Grecia, l’allarme di Juncker: «A rischio gli aiuti dell’Fmi»

Quando Jean-Claude Juncker parla della Grecia è sempre meglio tener le dita incrociate. Dopo la proposta di una ristrutturazione soft del debito ellenico, fortemente contrastata dalla Bce, il presidente dell’Eurogruppo ha colto ieri l’occasione di una pausa durante i lavori del G8 a Deauville per sganciare un’altra “bomba“: il Fondo monetario internazionale potrebbe non concedere più aiuti ad Atene, a cominciare dalla prossima tranche di prestiti per un ammontare di 4 miliardi di euro, fondamentale per onorare le scadenze di giugno ed evitare la bancarotta del Paese. Si tratta dei prestiti erogati insieme alla Ue (che entro giugno dovrà sborsare 8 miliardi) nell’ambito del piano da 110 miliardi.
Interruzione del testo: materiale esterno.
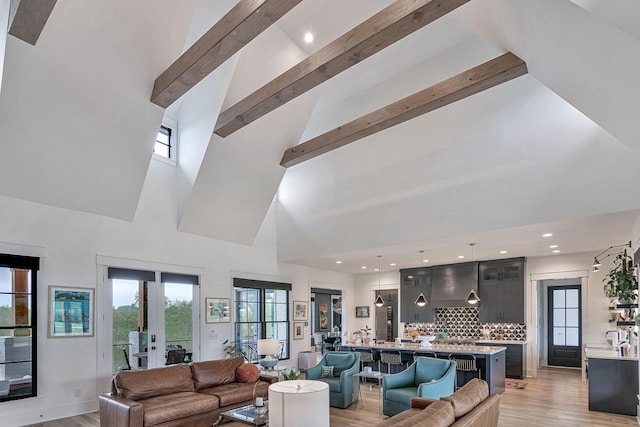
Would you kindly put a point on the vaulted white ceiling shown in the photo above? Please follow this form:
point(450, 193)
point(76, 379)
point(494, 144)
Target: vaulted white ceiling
point(557, 148)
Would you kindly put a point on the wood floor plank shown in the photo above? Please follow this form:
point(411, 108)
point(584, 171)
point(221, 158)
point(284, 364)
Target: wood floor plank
point(556, 397)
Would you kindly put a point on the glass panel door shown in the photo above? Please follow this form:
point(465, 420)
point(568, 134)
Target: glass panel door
point(153, 324)
point(178, 322)
point(130, 324)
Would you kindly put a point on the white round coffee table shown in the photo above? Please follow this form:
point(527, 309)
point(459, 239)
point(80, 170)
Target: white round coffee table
point(298, 402)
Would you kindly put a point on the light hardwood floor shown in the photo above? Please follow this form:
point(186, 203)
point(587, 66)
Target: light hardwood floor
point(557, 397)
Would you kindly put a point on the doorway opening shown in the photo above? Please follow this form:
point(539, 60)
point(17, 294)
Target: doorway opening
point(386, 317)
point(326, 318)
point(560, 304)
point(564, 326)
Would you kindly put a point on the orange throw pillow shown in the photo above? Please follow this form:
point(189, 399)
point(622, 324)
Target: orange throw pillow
point(247, 373)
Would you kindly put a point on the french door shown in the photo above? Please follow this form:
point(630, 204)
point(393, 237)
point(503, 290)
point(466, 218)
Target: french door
point(143, 315)
point(565, 326)
point(148, 319)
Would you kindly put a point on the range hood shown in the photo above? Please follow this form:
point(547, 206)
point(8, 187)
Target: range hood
point(452, 283)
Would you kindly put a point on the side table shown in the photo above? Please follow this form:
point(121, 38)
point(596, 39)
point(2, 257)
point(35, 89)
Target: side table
point(299, 402)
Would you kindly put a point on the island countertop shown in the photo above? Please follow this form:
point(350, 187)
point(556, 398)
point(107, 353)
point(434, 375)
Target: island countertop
point(477, 350)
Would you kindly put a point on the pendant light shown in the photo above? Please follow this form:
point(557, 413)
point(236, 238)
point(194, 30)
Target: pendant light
point(379, 301)
point(473, 298)
point(421, 301)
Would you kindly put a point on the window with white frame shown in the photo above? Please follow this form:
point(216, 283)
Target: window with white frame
point(164, 140)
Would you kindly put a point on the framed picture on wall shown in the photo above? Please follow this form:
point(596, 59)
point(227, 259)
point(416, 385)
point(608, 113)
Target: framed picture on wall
point(217, 310)
point(298, 330)
point(362, 311)
point(300, 310)
point(70, 312)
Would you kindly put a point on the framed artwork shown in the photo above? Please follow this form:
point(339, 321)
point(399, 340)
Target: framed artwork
point(300, 310)
point(298, 330)
point(323, 310)
point(362, 311)
point(70, 312)
point(217, 310)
Dichiarazioni che hanno innervosito i mercati, con le Borse europee tutte in flessione (-0,71% Milano) e con l’euro sceso fino a 1,4065 dollari.
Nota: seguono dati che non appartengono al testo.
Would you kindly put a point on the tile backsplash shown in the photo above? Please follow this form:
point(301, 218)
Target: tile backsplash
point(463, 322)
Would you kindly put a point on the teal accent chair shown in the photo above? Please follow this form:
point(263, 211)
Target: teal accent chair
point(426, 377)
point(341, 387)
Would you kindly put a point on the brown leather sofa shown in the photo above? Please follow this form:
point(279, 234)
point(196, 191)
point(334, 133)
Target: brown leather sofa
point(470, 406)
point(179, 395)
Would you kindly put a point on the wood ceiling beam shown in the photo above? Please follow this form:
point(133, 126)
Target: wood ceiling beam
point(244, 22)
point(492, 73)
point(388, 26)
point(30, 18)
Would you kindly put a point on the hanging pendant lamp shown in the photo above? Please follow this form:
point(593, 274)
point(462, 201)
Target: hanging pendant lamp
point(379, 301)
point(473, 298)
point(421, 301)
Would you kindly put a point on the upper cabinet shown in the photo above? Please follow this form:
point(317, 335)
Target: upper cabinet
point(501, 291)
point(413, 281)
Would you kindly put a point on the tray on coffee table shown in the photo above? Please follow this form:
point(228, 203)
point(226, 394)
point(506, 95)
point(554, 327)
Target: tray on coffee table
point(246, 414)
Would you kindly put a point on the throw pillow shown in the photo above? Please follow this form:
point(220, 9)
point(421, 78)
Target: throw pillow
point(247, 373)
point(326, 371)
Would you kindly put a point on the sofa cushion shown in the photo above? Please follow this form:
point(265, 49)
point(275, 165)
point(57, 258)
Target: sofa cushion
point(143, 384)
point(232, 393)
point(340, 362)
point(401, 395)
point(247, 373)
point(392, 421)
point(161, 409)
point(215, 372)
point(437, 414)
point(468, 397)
Juncker si è detto pessimista sull’esito della missione degli 007 di Ue, Bce ed Fmi, in corso ad Atene: «In base al suo statuto - ha detto Juncker - il Fondo può concedere un finanziamento solo a fronte di garanzie su un periodo non inferiore ai 12 mesi. E penso - ha ammesso - che si arriverà alla conclusione che queste garanzie non ci sono». Che non si tratti di preoccupazioni infondate lo dimostrano le parole della stessa portavoce dell’Fmi, Caroline Atkinson, pronunciate da Washington: «Noi concediamo finanziamenti dopo aver concordato con il Paese interessato le necessarie misure di risanamento e dopo aver constatato che sono disponibili anche altre fonti di finanziamento. Solo in questo modo possiamo salvaguardare i soldi dei nostri membri».
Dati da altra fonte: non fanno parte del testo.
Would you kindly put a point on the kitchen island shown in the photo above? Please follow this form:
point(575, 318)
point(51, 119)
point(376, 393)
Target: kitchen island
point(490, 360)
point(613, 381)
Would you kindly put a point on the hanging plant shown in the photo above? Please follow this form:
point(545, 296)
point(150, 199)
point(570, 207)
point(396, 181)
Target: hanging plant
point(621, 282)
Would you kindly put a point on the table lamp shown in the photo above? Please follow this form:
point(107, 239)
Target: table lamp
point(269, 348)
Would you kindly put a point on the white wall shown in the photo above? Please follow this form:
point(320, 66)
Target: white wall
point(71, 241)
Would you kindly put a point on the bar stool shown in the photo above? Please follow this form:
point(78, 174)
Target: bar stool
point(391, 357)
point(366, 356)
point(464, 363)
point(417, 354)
Difficile dire se l’impuntatura sia in qualche modo riconducibile al nuovo corso che il Fondo si appresta a inaugurare con la quasi certa nomina del ministro francese delle Finanze, Christine Lagarde, dopo le dimissioni forzate di Dominique Strauss-Kahn.

Di sicuro, Atene sembra aver poche carte da giocare per dimostrare i progressi compiuti sulla via del risanamento, mentre sale la tensione sociale (nuovi scontri ieri nella capitale) e il governo deve parare i colpi portati da chi, come la commissaria europea Maria Damanaki, non esclude un’uscita dall’euro e un ritorno alla dracma.